Renal cell carcinoma (RCCa) represents approximately 3% of all human malignancies with an incidence of 7 per 100,000 individuals. Of these individuals about 40% present with metastatic disease and a further third will develop distant metastases during the postoperative course. The most effective therapy for RCCa localized to the kidney is surgery and a metastatic tumor is practically incurable. There is a low response to biological modifiers and the treatment is generally only palliative [5].
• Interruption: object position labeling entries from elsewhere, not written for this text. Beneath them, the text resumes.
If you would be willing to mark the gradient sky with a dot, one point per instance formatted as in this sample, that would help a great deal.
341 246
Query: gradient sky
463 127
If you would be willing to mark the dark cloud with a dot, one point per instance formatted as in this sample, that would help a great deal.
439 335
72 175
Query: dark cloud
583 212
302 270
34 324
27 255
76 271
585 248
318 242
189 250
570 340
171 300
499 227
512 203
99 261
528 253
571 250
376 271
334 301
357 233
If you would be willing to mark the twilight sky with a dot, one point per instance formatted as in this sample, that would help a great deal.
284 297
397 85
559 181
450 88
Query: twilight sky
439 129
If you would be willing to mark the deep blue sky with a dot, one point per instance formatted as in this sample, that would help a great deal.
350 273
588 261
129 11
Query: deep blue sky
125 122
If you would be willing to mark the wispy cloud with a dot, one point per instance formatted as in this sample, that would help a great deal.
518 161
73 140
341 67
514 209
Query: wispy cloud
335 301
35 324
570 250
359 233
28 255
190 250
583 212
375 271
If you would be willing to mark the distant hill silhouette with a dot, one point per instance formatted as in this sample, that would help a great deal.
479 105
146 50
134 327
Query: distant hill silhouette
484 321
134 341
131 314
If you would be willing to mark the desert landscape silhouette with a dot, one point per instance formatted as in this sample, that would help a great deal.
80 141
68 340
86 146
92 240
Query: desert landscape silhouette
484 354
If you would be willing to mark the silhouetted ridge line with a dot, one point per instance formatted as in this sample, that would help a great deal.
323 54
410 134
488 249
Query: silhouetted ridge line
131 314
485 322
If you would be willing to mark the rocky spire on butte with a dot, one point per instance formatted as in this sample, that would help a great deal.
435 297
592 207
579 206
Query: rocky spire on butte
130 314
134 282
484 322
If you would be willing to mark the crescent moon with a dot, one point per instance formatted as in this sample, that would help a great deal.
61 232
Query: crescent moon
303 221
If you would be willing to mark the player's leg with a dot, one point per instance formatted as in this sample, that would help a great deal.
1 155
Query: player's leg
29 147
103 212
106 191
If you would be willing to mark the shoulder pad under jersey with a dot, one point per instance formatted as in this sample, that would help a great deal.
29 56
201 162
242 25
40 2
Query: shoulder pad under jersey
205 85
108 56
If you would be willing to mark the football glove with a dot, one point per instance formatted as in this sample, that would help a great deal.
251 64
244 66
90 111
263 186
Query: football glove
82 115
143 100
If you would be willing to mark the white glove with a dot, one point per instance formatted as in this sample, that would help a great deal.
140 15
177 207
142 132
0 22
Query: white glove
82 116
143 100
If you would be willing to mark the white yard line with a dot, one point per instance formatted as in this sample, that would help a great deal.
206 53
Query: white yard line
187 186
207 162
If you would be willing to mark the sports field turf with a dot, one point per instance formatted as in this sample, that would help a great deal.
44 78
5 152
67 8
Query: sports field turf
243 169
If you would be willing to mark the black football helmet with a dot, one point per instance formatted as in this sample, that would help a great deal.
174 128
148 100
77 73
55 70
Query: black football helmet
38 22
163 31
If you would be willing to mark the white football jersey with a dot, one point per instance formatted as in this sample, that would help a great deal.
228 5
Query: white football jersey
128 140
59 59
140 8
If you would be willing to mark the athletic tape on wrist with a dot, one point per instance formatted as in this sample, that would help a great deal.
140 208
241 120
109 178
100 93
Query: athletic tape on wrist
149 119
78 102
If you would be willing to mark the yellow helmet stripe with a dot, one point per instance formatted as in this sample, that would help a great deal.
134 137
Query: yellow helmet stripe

We evaluated the RNA expression profiles of renal cell carcinomas (RCCa) using the Affymetrix GeneChip platform, comparing mRNA expression profiles from a total of 21 human tissue samples and two pooled samples. The 21 samples consisted of eight normal kidneys, nine clear cell carcinomas (CC), two chromophobe carcinomas (Chr), one urothelial carcinoma and one metanephric adenoma. Expression profiles from a pilot data set of ten samples were analyzed using multiple clustering algorithms. Genes were then selected from the pilot data set using a fold-change criteria or from all of the normal and CC samples using a p-value. Genes that were identified from both the pilot and the complete data set were categorized according to a hierarchical classification scheme based on functional attributes of encoded proteins.

Results

Clustering of the pilot data set

The gene expression data from a pilot data set that consisted of ten samples (patients 1 – 4, consisting of two CC, two Chr, four normals, two pooled samples) were analyzed using hierarchical clustering to identify structure within the data set. Pooled samples were included to determine whether a combined sample yielded an expression profile representative of the individual samples. To determine the relatedness of the samples, clustering analysis was performed. Ten different clustering algorithms using four methods of pre-processing the data sets were applied to identify the most consistent sample-clustering pattern. The rationale behind this approach was to avoid the bias inherent in any single clustering method and to determine the most appropriate clustering method for this data type. Genes that were considered "present" above background by the Affymetrix software in at least one of the samples were included in the analyses. This reduced the data set to 4571 genes per sample. The 40 sample clusters were evaluated to see if their dendrograms fitted the expected sample biology (Table 2). The most consistent cluster dendrogram, present in 18 of 40 analyses, did indeed match the sample biology (Figure 2A) and for 16 of these analyses a logarithmic transformation was used. In the consensus dendrogram, the two CC, two Chr and four normal samples each clustered in separate groups. Interestingly, the dendrogram suggested that the expression pattern of the normal samples was more similar to the CC than to the Chr samples. As expected, the pooled normal sample clustered with the normal kidney samples. The pooled tumor sample clustered more closely to the CC than to the Chr, possibly due to the greater similarity between the two CC, and consequent weighting of the pooled sample toward the more uniform CC expression profile.

Figure 1
figure 1

Histology of tissue samples. Frozen sections of normal kidney with glomerulus in center (A) and clear cell RCCa (B). Representative paraffin sections of clear cell (C, E, G) and chromophobe RCCa (D, F, H). Immunohistochemical stains for CD 31 (E and F) and CD 3 (G and H). Note that the clear cell tumor has an the extensive network of CD 31-positive vessels (E) and numerous scattered CD 3-positive lymphoctyes (G). In contrast, in the chromophobe there is a relative paucity of vessels (F) and few T cells (H). Original magnification:A, B 100× CH 200×. Staining: AD, hematoxylin and eosin; EH, diaminobenzidine immunoperoxidase with hematoxylin.

Figure 2
figure 2

Sample cluster of the pilot data set (A) and sample and gene cluster of the complete data set (B). The sample cluster dendrogram form the pilot data set (A) uses the average linkage clustering method and represents the most frequently occurring dendrogram out of the 40 derived for the data set. Horizontal distance indicates relatedness. The sample and gene cluster (B) from all 23 samples shows a colored representation of the gene expression data where columns are individual genes and rows are separate samples. The color in each cell of the table represents the median adjusted expression value of each gene.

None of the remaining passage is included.